After his trip to Chile in January, the pontiff made a hard turn, dispatching investigators to the country, meeting victims, and bringing the bishops to Rome to read them the riot act. He’s accepted five resignations so far, with the promise of more to come, and won praise from abuse survivors and reformers across the board.

Now, however, attention is shifting away from relatively low-hanging targets such as Barros to bigger game – specifically, Cardinals Francisco Javier Errázuriz, who presided over the Archdiocese of Santiago from 1998 to 2010, and Ricardo Ezzati, the current archbishop. Both face charges of at least tolerating the “culture of cover-up” to which Murillo referred – and, at worst, of actively fostering it.

To date, the pontiff hasn’t take action against either man. That strikes some observers as especially inexplicable in the case of Errázuriz, since it would be relatively simple for Francis at least to remove him from his “C9” council of cardinal advisers.

Were the Chilean crisis to end today, the take-away on the pope probably would be that it took him too long to get there, but he eventually tried to do the right thing. If he doesn’t move on figures such as Errázuriz and Ezzati, however, impressions of his role could evolve into something more sinister.

Fourth and finally, the judgment that Errázuriz and Ezzati perhaps ought to be worrying about most today may not come from Francis but from Emiliano Arias, the regional prosecutor in Chile who arrested Muñoz and who ordered the raid on the archives.

A hard-charging crusader who came to fame leading a series of anti-corruption probes in Chile, and who once faced a death threat for his trouble, Arias has indicated that he sees the cover-up, not the abuse itself, as the next judicial frontier.

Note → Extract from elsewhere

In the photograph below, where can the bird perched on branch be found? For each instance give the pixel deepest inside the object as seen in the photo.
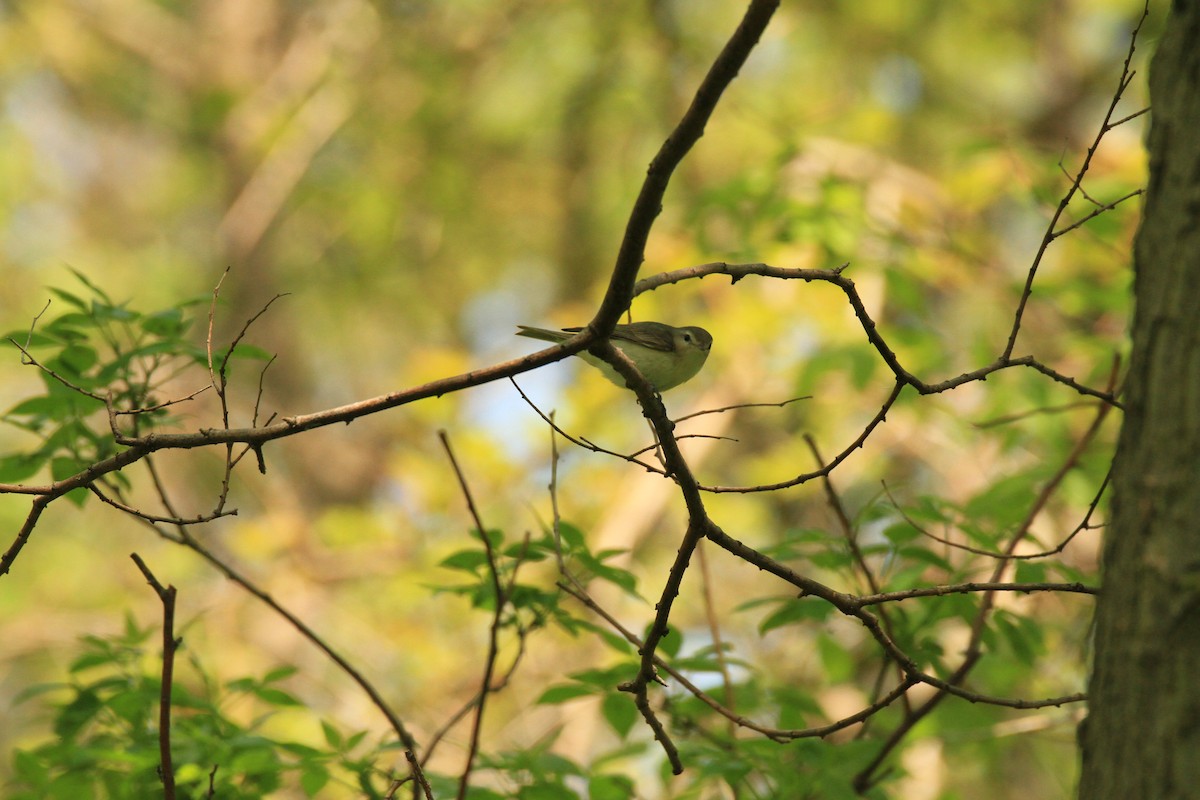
(666, 356)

While it’s certainly fair to expect the pope to identify and sanction Church leaders who have concealed reports of abuse, in terms of real-world consequences, whatever the pope does or doesn’t do may not matter very much. At that level, once-powerful prelates such as Errázuriz and Ezzati have already been disgraced in the media and the court of public opinion, and they could still face serious legal charges.

In other words, if you’re a Catholic leader in the early 21st century and it turns out you covered up abuse, however anxious you may be about Rome’s response, in a sense the pope may be the least of your problems.